Et puis Larry Tremblay et son texte déchirant, illuminé, enfoui jusqu’à ses retranchements les plus intimes, ses influences littéraires et artistiques, celles les plus surréalistes, déconstruites comme les toiles de Bacon. Et que la mise en scène d’Angela Konrad rend encore plus perceptible.

Konrad ou l’excès dans les gestes et les mouvements, dans la physicalité la plus disponible, mais surtout dans son anéantissement; Benoit McGinnis (jeune Bacon) traverse les moments du personnage avec une rage exemplaire qu’il voit comme un exutoire destructeur, un soupape contre son propre for intérieur en pleine ébullition. Face à lui, Michel Côté (George), un corps massif, souvent nu, sculpture, où le désir n’a nul besoin de raison.
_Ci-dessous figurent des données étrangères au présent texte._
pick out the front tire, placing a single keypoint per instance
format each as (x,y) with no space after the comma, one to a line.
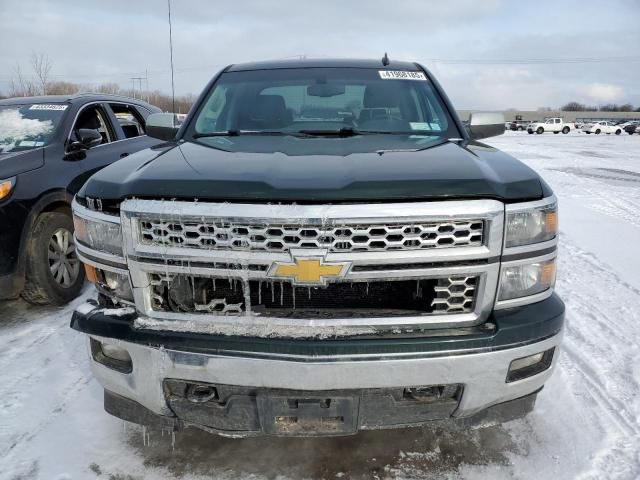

Entre les deux personnages, des allers-venues d’un dialogue sur l’amour et la fidélité, sur les échappées nocturnes et  provisoires, entre le désir de créer et soutenir une liaison.

Un rapport dénué de raison.
Crédit : Usine C

Un spectacle pour adultes consentants, de ceux auxquels la dramaturgie québécoise n’est pas habituée. Des lieux imaginaires, fantasmés, pourtant réels, qu’on sent finalement le besoin de transposer.

Si la mise en perspective d’Angela Konrad subit un traitement inspiré, comme si la metteuse en scène était la témoin privilégiée des deux « amants » qui la laissent entrer en catimini dans leurs univers, le jeu intense des deux comédiens est si physique que cette particularité l’emporte sur toutes les autres.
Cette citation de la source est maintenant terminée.